A major outbreak of foot-and-mouth disease (FMD) in Indonesia is threatening to spread to Australian animals, with authorities warning, ‘the threat level has rapidly dramatically increased’. Indonesia had been free of the disease for thirty years until this May, and now has 200,000 cases.
FMD is a highly contagious viral disease of animals. It affects cloven-hoofed animals including cattle, buffalo, camels, sheep, goats and pigs. Symptoms include fever followed by the appearance of fluid-filled blisters between the toes and on the heels, on mammary glands and especially on the lips, tongue and palate. The Department of Agriculture states that humans can carry the virus in their noses for up to 24 hours and can be a source of infection for other animals.
FMD is one of an increasing number of diseases that gestate and spread in the appalling conditions in which animals are factory farmed. Even before the Indonesian outbreak, a group of experts led by Australia’s Chief Vet, Dr Mark Schipp, found that the risk of a major animal disease outbreak in Australia is increasing, with an estimated 42 per cent probability the country will experience one in the next five years.

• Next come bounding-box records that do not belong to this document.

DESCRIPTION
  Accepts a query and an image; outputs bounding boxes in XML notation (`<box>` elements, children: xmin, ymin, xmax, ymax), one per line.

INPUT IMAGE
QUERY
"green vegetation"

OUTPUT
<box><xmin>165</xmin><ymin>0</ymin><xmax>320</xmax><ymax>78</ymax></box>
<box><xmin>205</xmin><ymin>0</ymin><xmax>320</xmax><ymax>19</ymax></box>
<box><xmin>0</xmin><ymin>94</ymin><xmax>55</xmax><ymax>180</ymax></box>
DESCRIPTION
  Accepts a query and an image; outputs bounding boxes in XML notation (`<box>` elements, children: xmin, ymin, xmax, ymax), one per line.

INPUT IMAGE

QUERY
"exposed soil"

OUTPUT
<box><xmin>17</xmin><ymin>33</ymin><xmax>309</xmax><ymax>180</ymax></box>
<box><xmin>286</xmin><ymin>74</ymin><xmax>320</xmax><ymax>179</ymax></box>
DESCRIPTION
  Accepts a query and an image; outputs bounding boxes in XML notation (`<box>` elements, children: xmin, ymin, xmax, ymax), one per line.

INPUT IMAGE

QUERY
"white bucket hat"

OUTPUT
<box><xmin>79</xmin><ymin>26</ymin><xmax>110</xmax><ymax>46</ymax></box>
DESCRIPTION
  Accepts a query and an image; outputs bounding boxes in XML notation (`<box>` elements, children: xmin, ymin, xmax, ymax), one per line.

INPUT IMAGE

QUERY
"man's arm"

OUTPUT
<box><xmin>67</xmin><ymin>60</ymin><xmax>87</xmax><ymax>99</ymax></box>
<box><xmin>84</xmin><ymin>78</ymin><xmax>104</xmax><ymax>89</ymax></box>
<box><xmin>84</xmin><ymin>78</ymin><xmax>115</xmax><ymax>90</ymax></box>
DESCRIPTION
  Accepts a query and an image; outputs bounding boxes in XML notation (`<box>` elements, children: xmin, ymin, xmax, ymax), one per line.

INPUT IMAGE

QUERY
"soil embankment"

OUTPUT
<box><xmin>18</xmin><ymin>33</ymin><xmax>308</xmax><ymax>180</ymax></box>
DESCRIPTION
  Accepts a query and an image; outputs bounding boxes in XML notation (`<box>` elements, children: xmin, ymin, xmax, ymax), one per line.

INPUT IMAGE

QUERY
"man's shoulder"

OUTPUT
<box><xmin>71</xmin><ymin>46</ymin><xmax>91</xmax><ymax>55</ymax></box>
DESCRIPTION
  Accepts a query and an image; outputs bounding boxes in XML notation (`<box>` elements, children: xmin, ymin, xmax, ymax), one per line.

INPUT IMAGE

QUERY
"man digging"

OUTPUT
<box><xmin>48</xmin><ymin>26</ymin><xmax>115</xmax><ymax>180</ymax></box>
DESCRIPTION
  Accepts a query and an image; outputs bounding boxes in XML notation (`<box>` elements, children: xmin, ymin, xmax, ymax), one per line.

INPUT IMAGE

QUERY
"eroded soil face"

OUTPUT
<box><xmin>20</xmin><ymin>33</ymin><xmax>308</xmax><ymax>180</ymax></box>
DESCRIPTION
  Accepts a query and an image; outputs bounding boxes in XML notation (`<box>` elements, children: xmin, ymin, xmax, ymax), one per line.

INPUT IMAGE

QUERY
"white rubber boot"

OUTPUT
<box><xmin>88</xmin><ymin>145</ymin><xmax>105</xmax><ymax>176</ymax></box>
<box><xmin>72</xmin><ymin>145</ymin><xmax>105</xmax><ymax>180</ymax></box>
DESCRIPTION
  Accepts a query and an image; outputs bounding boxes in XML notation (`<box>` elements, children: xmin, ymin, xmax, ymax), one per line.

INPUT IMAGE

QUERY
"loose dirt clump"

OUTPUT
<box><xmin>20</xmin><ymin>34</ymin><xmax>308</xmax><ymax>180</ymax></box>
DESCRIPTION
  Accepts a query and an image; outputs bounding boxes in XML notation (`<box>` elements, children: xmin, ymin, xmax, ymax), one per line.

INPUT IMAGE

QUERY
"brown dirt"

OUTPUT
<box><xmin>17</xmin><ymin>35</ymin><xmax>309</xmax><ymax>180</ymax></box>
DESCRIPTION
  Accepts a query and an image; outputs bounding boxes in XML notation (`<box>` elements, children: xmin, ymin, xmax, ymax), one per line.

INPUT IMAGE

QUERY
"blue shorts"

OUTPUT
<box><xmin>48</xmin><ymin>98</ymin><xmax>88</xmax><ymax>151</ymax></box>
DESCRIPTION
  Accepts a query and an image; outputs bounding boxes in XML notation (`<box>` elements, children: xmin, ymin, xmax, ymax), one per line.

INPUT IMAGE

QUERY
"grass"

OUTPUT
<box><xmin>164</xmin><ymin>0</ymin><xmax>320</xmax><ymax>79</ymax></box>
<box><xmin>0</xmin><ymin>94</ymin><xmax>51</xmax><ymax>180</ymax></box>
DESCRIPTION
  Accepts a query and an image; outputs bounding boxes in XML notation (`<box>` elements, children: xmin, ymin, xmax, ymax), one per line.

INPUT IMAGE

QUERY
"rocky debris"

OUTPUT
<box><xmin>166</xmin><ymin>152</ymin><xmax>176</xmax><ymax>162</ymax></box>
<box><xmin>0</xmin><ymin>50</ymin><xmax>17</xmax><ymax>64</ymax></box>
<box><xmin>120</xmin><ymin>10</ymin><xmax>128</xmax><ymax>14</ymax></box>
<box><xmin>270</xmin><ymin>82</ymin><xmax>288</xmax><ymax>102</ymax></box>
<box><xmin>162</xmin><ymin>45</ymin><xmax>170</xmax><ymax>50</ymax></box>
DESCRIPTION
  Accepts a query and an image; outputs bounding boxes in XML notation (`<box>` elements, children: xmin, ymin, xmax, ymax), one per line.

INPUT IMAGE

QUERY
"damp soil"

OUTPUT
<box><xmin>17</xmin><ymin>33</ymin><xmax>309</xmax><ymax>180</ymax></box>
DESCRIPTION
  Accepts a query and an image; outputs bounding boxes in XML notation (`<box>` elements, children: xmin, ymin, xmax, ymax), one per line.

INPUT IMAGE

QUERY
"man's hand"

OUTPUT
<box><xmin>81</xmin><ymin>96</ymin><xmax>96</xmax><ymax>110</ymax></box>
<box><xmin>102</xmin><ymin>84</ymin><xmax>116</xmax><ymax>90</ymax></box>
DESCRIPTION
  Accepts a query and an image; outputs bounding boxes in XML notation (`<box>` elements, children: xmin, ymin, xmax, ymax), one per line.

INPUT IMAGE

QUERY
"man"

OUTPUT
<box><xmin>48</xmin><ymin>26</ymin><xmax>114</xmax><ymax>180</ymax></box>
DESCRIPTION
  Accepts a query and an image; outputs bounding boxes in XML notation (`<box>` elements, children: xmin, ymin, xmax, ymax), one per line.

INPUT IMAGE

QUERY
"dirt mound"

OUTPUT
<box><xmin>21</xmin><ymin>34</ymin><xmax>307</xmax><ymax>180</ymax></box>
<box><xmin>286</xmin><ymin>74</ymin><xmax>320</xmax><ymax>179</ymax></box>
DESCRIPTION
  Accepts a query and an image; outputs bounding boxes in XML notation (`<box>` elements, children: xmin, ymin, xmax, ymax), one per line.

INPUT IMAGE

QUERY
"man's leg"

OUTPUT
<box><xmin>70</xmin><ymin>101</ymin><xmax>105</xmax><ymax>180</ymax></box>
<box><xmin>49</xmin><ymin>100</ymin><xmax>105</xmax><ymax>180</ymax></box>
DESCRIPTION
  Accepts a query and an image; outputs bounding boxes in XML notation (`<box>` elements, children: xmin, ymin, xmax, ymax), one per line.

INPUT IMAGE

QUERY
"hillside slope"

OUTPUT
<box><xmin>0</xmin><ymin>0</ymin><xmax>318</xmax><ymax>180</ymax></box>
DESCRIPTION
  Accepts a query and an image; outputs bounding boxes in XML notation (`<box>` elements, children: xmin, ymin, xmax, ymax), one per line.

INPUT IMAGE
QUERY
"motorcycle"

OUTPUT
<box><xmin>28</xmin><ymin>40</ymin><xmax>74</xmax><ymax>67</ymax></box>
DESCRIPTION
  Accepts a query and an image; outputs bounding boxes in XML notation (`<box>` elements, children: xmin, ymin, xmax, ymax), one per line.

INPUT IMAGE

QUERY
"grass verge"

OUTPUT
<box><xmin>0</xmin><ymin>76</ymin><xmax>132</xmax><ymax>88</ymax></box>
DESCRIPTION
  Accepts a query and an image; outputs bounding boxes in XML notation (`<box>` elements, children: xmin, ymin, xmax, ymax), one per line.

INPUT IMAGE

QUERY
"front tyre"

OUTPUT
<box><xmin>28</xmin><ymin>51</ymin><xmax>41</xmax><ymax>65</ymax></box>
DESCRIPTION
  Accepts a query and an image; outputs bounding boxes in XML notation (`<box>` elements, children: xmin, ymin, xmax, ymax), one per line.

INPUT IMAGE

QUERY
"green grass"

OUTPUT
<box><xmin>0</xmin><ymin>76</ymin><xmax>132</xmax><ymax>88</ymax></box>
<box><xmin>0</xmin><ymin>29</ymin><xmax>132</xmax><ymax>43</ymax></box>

Overwhelmingly, human diseases too start with the abuse of animals. The appropriation of animals’ habitats has led to diseases such as COVID-19, Hendra and Ebola. The 2009 H1N1 epidemic started in pigs. Measles originally came from cattle, and whooping cough from dogs. The professor of communicable disease control at the University of Queensland said of the growth of pathogens that spill over to humans, ‘The most significant driver of emergence is food production.’
The problems are enormous, the solution simple. We need to stop breeding and slaughtering animals.